His 2015 performance (.320/.355/.421 in 654 plate appearances) can partly be attributed to what’s viewed as an unsustainable .372 BABIP. Although not many expected Bogaerts to maintain that number in 2016, he one-upped it during his early-season tear (.408 BABIP).
Of course, this peak was met with a valley, as is normally the case with baseball. He proceeded to post a .285 BABIP from June 12 through October 2, which would’ve been a career low had it happened over the course of an entire season.
While his overall BABIP was a healthy .335, we know the story — and the frustrations — behind exactly how he settled on that number.
Was this struggle purely a byproduct of bad luck? Well, yes and no – although there weren’t huge discrepancies in the above plate discipline and batted ball numbers (outside of BABIP) throughout 2016, he also didn’t improve all that much from his numbers in 2015.
However, it’s difficult looking at these numbers and saying he didn’t enjoy a good bit of fortune before coming back down to reality. Any team would take Bogaerts’ overall stats from last year (.294/.356/.446 with 21 homers, 89 RBI, 113 wRC+), but it’s just how he arrived there that was problematic.
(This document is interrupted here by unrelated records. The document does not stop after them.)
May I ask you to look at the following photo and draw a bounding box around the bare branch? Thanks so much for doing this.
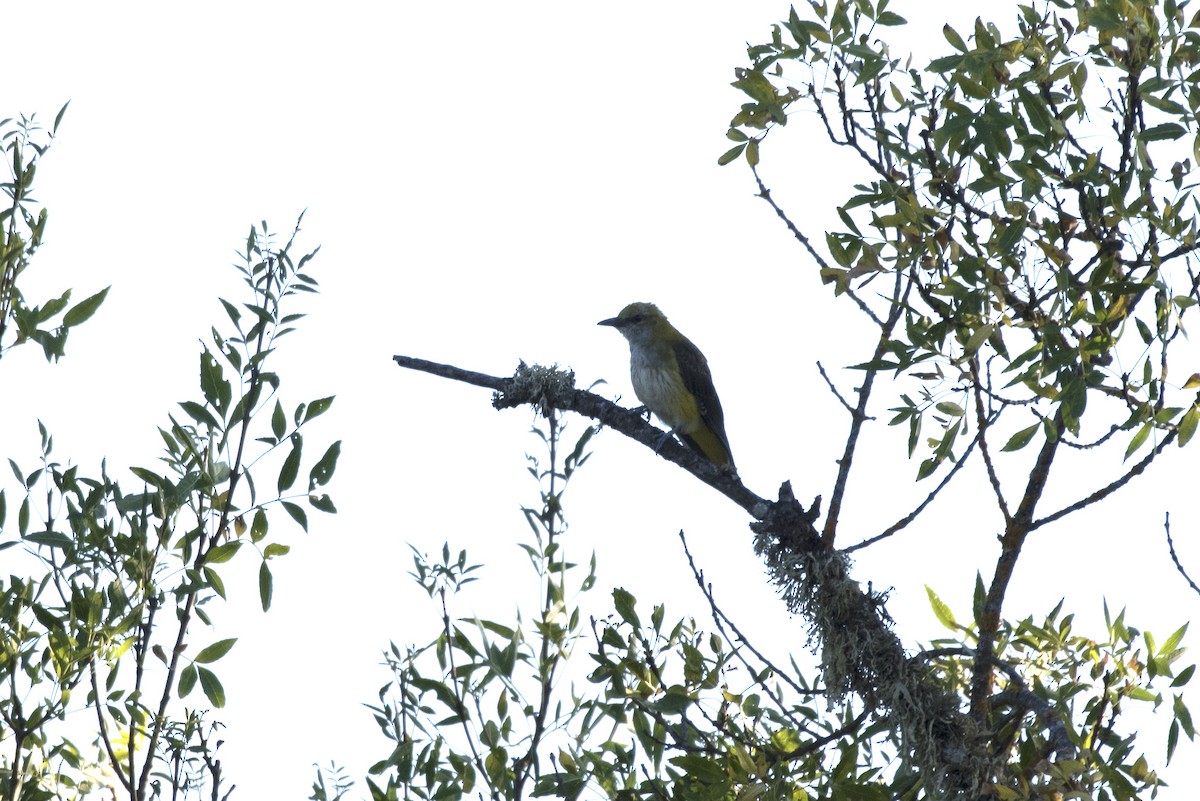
[1163,512,1200,595]
[817,361,874,420]
[392,356,770,520]
[842,412,998,554]
[1030,430,1175,531]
If he continues making strides in improving his plate discipline (which shouldn’t be outrageous for a 24-year-old entering his fourth MLB season), it’ll be easier to not depend so much on such a high BABIP to be a consistent offensive producer.
The Red Sox will once again have a very good offense in 2017, but it’ll look much different without Ortiz in the middle of their order. His presence allowed other players to go through slumps without negatively impacting the team overall. Filling the void he’s leaving will be a team effort.
Without Big Papi around to keep things together when the offense isn’t firing on all cylinders, it’ll be up to Boston’s young core to take a step forward. For Bogaerts, that means improving his approach to gain some more consistency this season.
And judging from the kind of numbers he’s produced since the start of 2015, doing so will launch him even further into the elite conversation at shortstop — a conversation he’s already firmly a part of.